Master of the Legend of Saint Catherine
Max Friedländer established this conventional name in 1926 to designate a considerable group of Works derived from the style of Rogier van der Weyden but of inferior quality, enlarging the initial group compiled by Friedrich Winkler under the name of Master of the Multiplication of the Loaves. The final appellation stems from the panel of the Scenes from the Legend of Saint Catherine now in Brussels (Koninklijke Musea voor Schone Kunsten, inv. 12102) and generally agreed to be the basis for gauging the master’s style. Other works unanimously considered to be by his hand are the Cologne “Triptych of the Descent” (Wallraf-Richartz-Museum, inv. 0029) and the Prado Crucifixion. This artist’s stylistic characteristics were defined by Friedländer, who spoke of an ‘almost caricature-like’emulation of Rogier’s style. The figures have large, high-set ears and black, half-open eyes which, together with the eyelids and the forehead, are positioned parallel to the picture plane as opposed to in a more logical arched shape, resulting in a similar perspective for both sides of the face.

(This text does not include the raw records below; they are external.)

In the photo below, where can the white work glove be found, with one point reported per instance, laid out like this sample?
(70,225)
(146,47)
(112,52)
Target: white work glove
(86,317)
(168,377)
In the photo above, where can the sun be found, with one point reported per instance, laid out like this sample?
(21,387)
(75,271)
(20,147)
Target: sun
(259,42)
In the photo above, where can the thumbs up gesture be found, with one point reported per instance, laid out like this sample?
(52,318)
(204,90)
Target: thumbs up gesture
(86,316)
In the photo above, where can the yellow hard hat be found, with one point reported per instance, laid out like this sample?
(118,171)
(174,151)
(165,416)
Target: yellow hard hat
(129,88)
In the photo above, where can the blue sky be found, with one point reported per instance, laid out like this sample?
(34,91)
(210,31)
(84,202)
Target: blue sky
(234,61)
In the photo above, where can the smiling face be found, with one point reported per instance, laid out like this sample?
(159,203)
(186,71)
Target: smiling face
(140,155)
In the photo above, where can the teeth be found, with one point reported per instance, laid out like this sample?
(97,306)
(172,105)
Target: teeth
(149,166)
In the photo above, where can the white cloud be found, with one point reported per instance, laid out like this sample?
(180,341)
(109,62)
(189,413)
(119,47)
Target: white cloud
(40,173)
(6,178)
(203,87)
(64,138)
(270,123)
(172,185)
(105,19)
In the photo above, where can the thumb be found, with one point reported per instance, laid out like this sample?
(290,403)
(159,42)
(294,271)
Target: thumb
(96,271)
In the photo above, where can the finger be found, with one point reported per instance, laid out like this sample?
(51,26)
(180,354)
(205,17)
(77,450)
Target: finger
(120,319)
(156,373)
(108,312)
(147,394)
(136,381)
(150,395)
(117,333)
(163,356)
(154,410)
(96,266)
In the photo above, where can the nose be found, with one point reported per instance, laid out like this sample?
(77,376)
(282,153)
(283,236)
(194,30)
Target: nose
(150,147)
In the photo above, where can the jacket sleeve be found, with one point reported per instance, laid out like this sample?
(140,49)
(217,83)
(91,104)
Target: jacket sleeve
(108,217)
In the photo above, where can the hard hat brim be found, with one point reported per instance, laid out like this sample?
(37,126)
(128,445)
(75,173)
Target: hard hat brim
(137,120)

Nearly all his works have been dated to the final decades of the fifteenth century, after the death of Van der Weyden. For years this led this master to be identified as Rogier’s son, Pieter van der Weyden (1437–after 1514), even though there are no documentary or stylistic grounds for such a connection. Many of his pictures attest to close collaboration with other artists, such as the Melbourne Triptych with the Miracles of Christ (National Gallery of Victoria, inv. 1247-3), currently held to have been executed in conjunction with the Master of the Portraits of Princes and Aert van den Bossche, painters whose style is very similar to his (J.J. Pérez Preciado, "Fifteenth-century netherlandish painting at the Museo Nacional del Prado. Catalogue raisonné", Museo del Prado, 2024, p. 225).